I media italiani, quasi tutti europeisti e dediti al calcolo del decimale di sforamento nel nostro rapporto deficit-PIL, si sono entusiasmati per la vittoria elettorale di Alexis Tsipras in Grecia: cioè di un partito anti-Europa, sia pure da sinistra, come Syriza, alleato con un partito di centro-destra e a dir poco euroscettico come l’Anel di Panos Kammenos.
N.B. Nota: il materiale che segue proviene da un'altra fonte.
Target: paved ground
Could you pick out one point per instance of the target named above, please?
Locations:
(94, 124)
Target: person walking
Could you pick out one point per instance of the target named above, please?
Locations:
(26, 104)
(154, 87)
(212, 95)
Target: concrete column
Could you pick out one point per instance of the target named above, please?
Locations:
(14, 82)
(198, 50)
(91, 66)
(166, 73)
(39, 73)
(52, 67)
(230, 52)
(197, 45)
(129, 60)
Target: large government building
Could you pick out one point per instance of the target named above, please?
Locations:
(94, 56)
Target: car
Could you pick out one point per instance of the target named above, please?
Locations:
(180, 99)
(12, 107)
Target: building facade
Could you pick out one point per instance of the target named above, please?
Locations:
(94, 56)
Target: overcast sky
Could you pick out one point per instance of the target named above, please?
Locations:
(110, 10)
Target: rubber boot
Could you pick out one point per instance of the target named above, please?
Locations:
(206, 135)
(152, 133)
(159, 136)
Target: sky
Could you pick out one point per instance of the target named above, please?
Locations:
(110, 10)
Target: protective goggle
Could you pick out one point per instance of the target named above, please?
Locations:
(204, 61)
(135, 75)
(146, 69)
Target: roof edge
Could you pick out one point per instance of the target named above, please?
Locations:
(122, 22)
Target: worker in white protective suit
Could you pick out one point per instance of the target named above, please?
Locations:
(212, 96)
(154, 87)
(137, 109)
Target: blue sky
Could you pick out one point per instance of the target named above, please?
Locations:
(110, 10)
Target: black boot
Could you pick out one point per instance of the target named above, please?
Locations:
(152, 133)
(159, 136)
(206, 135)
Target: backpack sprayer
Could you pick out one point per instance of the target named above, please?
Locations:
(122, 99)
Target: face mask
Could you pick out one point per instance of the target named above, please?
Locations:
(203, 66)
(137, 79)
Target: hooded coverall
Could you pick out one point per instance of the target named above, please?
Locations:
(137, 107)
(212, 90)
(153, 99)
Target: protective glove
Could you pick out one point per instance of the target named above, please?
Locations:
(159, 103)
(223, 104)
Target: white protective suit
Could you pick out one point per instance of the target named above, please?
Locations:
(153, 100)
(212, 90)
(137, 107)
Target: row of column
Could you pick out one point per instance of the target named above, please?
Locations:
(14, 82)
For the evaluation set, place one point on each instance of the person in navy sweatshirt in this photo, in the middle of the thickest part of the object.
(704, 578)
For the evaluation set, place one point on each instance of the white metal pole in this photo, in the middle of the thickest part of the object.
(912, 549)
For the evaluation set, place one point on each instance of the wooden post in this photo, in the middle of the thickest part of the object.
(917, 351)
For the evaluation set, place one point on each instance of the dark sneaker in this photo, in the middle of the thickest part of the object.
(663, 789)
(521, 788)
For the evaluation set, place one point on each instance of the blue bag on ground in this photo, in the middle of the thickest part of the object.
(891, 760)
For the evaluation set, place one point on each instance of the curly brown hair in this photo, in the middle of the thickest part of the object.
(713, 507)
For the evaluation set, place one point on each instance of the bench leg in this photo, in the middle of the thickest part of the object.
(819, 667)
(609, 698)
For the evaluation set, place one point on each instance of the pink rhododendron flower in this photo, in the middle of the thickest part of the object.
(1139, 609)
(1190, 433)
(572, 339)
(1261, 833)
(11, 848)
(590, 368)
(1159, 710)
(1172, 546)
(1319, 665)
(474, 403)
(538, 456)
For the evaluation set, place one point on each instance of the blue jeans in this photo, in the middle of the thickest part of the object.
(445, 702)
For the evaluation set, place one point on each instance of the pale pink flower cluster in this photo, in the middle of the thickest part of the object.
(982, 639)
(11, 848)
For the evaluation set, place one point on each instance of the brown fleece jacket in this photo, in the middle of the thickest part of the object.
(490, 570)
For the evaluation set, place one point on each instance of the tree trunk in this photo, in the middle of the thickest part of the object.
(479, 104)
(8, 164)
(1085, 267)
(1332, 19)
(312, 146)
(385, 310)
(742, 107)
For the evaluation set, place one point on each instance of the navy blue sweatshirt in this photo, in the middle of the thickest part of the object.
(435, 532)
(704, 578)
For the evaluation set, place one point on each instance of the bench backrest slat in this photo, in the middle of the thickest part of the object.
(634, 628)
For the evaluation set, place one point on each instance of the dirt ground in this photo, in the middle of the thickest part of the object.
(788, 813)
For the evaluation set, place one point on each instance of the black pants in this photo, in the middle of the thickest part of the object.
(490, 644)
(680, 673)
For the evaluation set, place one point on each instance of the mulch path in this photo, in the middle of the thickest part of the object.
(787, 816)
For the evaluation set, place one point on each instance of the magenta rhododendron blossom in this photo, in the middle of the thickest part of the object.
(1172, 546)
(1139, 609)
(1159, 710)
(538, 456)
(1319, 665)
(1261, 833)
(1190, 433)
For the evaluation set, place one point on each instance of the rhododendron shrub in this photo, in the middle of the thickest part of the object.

Noi del bar dell’economia non sappiamo in sostanza niente, però leggiamo le notizie e gli scenari di Bloomberg, che scrive che in assenza di una nuova linea di credito il giorno 25 marzo 2015 la Grecia non potrà far fronte ai suoi impegni finanziari. Non tanto con le cattive banche internazionali o i cattivissimi tedeschi, ma proprio con i suoi dipendenti e i suoi pensionati. Un annuncio di sventura ispirato dalla decisione della BCE, presieduta da Mario Draghi, di togliere alle banche greche l’accesso alle aste di liquidità, che traducendo significa che le banche greche non potranno più contare su liquidità immediata mettendo a garanzia titoli di stato, ovviamente si parla di titoli di Stato greci. Situazione che rappresentava comunque una deroga, in essere dal 2010, e che ha dato agli statali greci 5 anni di vita supplementare basati sul nulla. A questo punto la BCE dopo anni di promesse disattese sembra intransigente: nel caso Tsipras non presenti un programma concreto di taglio della spesa pubblica, a fine marzo game over. Il che non significa automaticamente milioni di greci alla fame, in teoria, visto che fuori dall’Europa qualche prestatore interessato (Russia, Cina, o anche peggio) potrebbe tirare ancora un po’ più in lungo l’agonia delle finanze greche. Di più: nessuno dei ministri economici di Tsipras, Stathakis e Varoufakis, almeno stando alle dichiarazioni, vuole uscire dall’Europa e quindi è possibile che il segnale di buona volontà greca ci sia, scongiurando l’apocalisse.  Il nostro ‘Di qua o di là’ non è stavolta di pelle, perché è difficile essere tifosi sia di debitori cialtroni (l’Italia almeno non ha truccato i suoi conti a livello statale, pur sottostimando il possibile default di regioni e province) che di una BCE severa in maniera selettiva (ci riferiamo al caso francese). La domanda è la seguente: secondo voi l’Unione Europea trarrebbe maggiori benefici dalla permanenza al suo interno della Grecia, a qualsiasi costo, o dal rigore della BCE?